Während der ganzen Rückfahrt wechselte ich kein einziges Wort mit meinem Vater. Denn er war so dermassen sauer auf mich, dass ich es nicht wagte, ihn anzusprechen. Das Problem war, dass ich gar nicht wirklich wusste, was ich überhaupt falsch gemacht habe. Ich muss zugeben, dass es verständlich war, dass er wütend auf mich war, als er mich noch in den Sportkleidern angetroffen hatte, denn ich hatte wirklich genügend Zeit mich umzukleiden, bis er mich abholen kam. Danach habe ich mich aber so extrem beeilt, dass sogar Usain Bolt auf mich eifersüchtig geworden wäre und ausserdem habe ich mich auch noch entschuldigt. Ach, was soll es. Mein Vater wird sich schon irgendwann beruhigen. Aber bis dahin könnte es noch einige Zeit dauern, denn als er rückwärts in die Garage unseres Hauses fuhr, knallte er hinten in die Wand. Na gut, das Wort „knallte“ ist vielleicht etwas übertrieben, aber auf jeden Fall hat das Auto nun eine Delle. Ich versuchte meinen Vater etwas aufzuheitern, deshalb sagte ich ihm, dass das nur halb so schlimm sei. Das war einer meiner grössten Fehler meines Lebens überhaupt, denn darauf schrie er mich regelrecht an. Ich hatte mich noch nie so dermassen erschrocken, dass ich dachte, ich würde eines Herzinfarktes erliegen.
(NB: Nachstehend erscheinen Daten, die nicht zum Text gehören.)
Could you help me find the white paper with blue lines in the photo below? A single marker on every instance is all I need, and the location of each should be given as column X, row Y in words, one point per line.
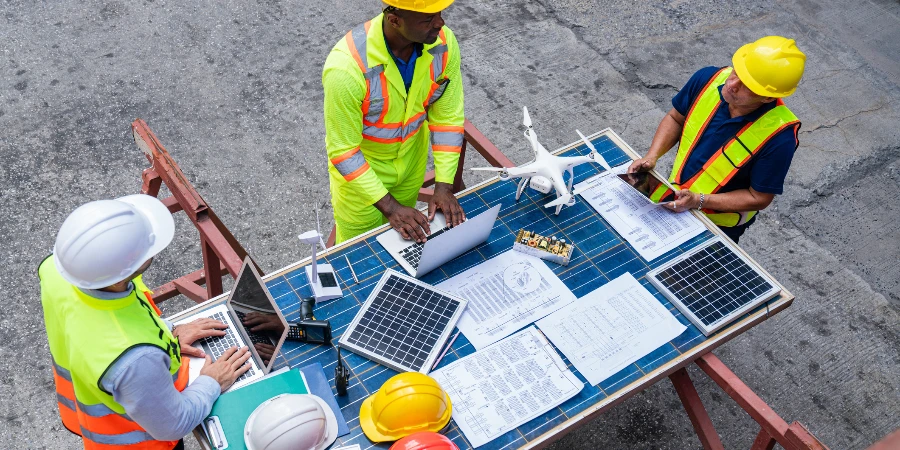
column 611, row 328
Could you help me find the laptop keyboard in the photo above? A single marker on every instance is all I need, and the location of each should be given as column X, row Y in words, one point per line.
column 215, row 346
column 413, row 253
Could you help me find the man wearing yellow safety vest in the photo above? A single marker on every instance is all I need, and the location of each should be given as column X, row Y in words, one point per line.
column 737, row 137
column 392, row 89
column 121, row 382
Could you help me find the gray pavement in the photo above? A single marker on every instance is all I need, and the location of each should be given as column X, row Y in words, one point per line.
column 232, row 88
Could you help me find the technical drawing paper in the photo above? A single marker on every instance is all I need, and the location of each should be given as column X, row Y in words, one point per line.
column 505, row 293
column 651, row 229
column 505, row 385
column 610, row 328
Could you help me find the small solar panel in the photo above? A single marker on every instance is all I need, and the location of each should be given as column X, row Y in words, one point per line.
column 713, row 285
column 403, row 323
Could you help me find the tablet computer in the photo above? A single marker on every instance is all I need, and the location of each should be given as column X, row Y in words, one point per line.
column 646, row 183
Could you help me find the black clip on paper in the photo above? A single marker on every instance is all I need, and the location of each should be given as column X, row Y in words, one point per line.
column 341, row 376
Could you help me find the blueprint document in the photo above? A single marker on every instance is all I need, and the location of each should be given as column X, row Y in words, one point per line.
column 505, row 293
column 610, row 328
column 651, row 229
column 505, row 385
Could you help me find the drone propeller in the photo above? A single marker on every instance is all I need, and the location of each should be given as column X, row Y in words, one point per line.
column 594, row 153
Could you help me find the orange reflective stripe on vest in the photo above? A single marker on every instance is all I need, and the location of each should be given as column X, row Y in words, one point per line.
column 723, row 165
column 376, row 102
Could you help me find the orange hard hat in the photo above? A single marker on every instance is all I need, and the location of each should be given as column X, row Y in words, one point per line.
column 425, row 440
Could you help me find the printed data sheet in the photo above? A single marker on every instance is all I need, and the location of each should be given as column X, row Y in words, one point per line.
column 610, row 328
column 505, row 293
column 650, row 228
column 496, row 389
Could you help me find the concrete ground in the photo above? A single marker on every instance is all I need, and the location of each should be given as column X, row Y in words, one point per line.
column 232, row 88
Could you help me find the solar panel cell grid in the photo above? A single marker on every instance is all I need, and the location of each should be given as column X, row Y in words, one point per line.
column 713, row 283
column 403, row 322
column 600, row 251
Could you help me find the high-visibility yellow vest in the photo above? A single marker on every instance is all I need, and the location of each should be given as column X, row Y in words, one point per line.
column 87, row 335
column 369, row 114
column 731, row 156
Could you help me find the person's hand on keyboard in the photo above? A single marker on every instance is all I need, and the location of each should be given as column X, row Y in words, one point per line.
column 191, row 332
column 409, row 222
column 229, row 366
column 444, row 200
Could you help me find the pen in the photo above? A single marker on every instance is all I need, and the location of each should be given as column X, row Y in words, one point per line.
column 352, row 272
column 446, row 349
column 213, row 431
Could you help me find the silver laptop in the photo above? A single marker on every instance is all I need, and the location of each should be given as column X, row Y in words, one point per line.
column 248, row 301
column 443, row 244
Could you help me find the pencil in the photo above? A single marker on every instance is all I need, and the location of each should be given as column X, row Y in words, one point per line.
column 446, row 349
column 352, row 272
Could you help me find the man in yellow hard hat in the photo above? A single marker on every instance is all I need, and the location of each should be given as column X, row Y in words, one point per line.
column 393, row 89
column 737, row 137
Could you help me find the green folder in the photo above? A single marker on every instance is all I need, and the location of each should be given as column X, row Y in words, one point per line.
column 234, row 408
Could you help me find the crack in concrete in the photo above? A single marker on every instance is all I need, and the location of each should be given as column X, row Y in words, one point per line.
column 832, row 125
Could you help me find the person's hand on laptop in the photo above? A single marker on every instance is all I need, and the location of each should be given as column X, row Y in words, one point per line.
column 444, row 200
column 409, row 222
column 191, row 332
column 229, row 366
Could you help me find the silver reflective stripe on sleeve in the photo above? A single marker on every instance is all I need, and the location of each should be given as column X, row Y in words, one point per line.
column 437, row 64
column 129, row 438
column 359, row 41
column 351, row 164
column 381, row 133
column 376, row 97
column 448, row 138
column 69, row 403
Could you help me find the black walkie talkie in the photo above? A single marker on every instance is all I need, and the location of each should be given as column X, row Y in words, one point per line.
column 341, row 376
column 308, row 329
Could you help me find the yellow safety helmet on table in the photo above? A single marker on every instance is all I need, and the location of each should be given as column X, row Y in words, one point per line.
column 771, row 67
column 406, row 403
column 422, row 6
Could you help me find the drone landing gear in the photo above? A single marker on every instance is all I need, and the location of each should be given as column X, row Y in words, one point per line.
column 522, row 183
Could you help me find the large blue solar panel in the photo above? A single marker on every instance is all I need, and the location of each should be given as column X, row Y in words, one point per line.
column 600, row 255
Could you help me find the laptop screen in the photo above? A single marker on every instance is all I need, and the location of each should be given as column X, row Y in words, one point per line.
column 258, row 315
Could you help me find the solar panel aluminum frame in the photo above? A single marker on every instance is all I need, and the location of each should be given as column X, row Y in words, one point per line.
column 432, row 354
column 732, row 316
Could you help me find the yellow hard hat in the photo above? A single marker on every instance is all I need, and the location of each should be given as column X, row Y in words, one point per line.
column 772, row 66
column 406, row 403
column 423, row 6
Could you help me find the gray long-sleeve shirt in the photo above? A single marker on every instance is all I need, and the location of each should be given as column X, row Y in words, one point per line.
column 140, row 381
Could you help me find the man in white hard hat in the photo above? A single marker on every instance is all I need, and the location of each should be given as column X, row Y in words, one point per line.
column 120, row 377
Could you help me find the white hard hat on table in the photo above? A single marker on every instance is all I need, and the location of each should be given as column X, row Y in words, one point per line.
column 103, row 242
column 291, row 422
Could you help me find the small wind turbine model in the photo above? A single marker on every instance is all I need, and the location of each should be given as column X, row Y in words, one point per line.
column 546, row 170
column 322, row 279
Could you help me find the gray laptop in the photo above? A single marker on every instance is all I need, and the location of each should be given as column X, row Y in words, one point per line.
column 443, row 244
column 250, row 301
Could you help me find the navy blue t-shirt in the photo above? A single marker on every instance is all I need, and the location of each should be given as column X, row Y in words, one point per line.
column 407, row 68
column 765, row 172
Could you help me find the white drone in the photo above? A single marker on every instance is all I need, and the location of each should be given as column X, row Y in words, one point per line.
column 546, row 170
Auf jeden Fall haben meine Mutter und meine grössere Schwester diesen immensen Schrei gehört, deshalb sind sie panisch nach draussen gestürmt. Sie dachten wahrscheinlich irgendwie, dass wir von einem Bären oder so angegriffen wurden, aber eigentlich war es nur mein Vater.
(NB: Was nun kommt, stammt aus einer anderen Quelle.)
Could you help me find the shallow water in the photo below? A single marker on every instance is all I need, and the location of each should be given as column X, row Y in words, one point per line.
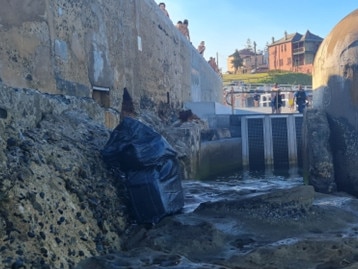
column 239, row 183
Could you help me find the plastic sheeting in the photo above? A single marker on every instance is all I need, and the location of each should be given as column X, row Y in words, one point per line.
column 152, row 172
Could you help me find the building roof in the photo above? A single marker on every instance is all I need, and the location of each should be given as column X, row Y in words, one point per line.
column 296, row 37
column 308, row 36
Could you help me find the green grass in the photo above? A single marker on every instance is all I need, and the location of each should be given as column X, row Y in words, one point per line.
column 279, row 77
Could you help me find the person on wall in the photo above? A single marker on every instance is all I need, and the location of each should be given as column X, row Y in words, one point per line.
column 300, row 99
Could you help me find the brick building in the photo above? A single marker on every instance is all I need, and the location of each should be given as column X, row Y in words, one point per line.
column 250, row 61
column 294, row 52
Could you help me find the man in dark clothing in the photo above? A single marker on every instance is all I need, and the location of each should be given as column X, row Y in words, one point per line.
column 301, row 99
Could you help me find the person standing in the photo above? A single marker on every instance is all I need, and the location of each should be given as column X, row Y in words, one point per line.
column 201, row 48
column 277, row 102
column 163, row 8
column 186, row 29
column 274, row 98
column 300, row 99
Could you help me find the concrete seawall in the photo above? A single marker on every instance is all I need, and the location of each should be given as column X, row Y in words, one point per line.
column 96, row 49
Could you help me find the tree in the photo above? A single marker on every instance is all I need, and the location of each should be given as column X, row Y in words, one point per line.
column 236, row 61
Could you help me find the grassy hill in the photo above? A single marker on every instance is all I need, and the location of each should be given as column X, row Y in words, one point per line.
column 279, row 77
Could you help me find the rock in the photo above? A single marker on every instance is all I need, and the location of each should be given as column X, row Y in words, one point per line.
column 59, row 203
column 317, row 152
column 285, row 228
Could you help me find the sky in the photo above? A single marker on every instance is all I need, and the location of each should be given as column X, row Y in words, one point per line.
column 226, row 25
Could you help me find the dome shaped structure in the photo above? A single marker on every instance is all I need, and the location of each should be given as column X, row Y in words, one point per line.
column 335, row 84
column 335, row 71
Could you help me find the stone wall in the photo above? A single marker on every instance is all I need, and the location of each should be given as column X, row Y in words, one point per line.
column 73, row 47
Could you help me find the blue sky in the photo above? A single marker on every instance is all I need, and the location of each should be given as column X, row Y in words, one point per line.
column 226, row 25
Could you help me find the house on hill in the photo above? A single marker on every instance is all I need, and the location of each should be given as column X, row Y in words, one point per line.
column 294, row 52
column 250, row 61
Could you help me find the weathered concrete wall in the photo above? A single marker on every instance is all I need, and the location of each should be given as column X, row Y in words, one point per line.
column 69, row 47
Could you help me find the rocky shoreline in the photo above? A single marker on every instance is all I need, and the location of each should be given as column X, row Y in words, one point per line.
column 61, row 207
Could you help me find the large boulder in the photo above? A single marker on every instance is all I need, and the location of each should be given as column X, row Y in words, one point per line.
column 318, row 160
column 335, row 84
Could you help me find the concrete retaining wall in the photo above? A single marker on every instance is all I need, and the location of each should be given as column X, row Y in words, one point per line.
column 73, row 47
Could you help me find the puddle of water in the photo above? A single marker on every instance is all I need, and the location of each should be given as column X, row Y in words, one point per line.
column 239, row 183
„Was soll denn dieses Geschrei da draussen?“, fragte meine Mutter. „Ach, das geht dich gar nichts an, Elena“, sagte mein Vater zu meiner Mutter. „Doch, eigentlich schon. Du kannst nicht einfach so ohne Grund hier in der Gegend herumschreien, Simon“. Auf diese Antwort hin verdrehte mein Vater seine Augen. „Dir ist schon klar, dass ich das gesehen habe“, rief meine Mutter nun mit erzürnter Stimme. Die beiden gerieten langsam in einen schweren Streit. Meine Schwester nutzte diese Gelegenheit und nahm mich beim Arm ins Haus. „Warum hat denn Papa so laut geschrien?“, fragte sie mich, währenddessen unsere Eltern immer heftiger stritten. „Weisst du“, fing ich an „er ist mit dem Auto hinten in die Garagenwand gefahren und...“ „Ach, deshalb ist er nun so wütend“, meinte meine Schwester. „Nein, er hat nicht mal deswegen angefangen loszuschreien, sondern vielmehr deshalb, weil ich ihm daraufhin gesagt habe, dass der Schaden gar nicht so schlimm sei.“ Meine Schwester antwortete nicht, sondern nickte nur. Für mich hatte es den Anschein, dass sie mir nicht so recht Glauben schenken wollte, deshalb rief ich: „Doch, du musst mir glauben. Ich sage die Wahrheit.“ „Ganz ruhig, ich glaube dir ja. Wieso sollte ich es nicht tun“ „Weiss auch nicht“, sagte ich und entschuldigte mich bei ihr für mein idiotisches Verhalten.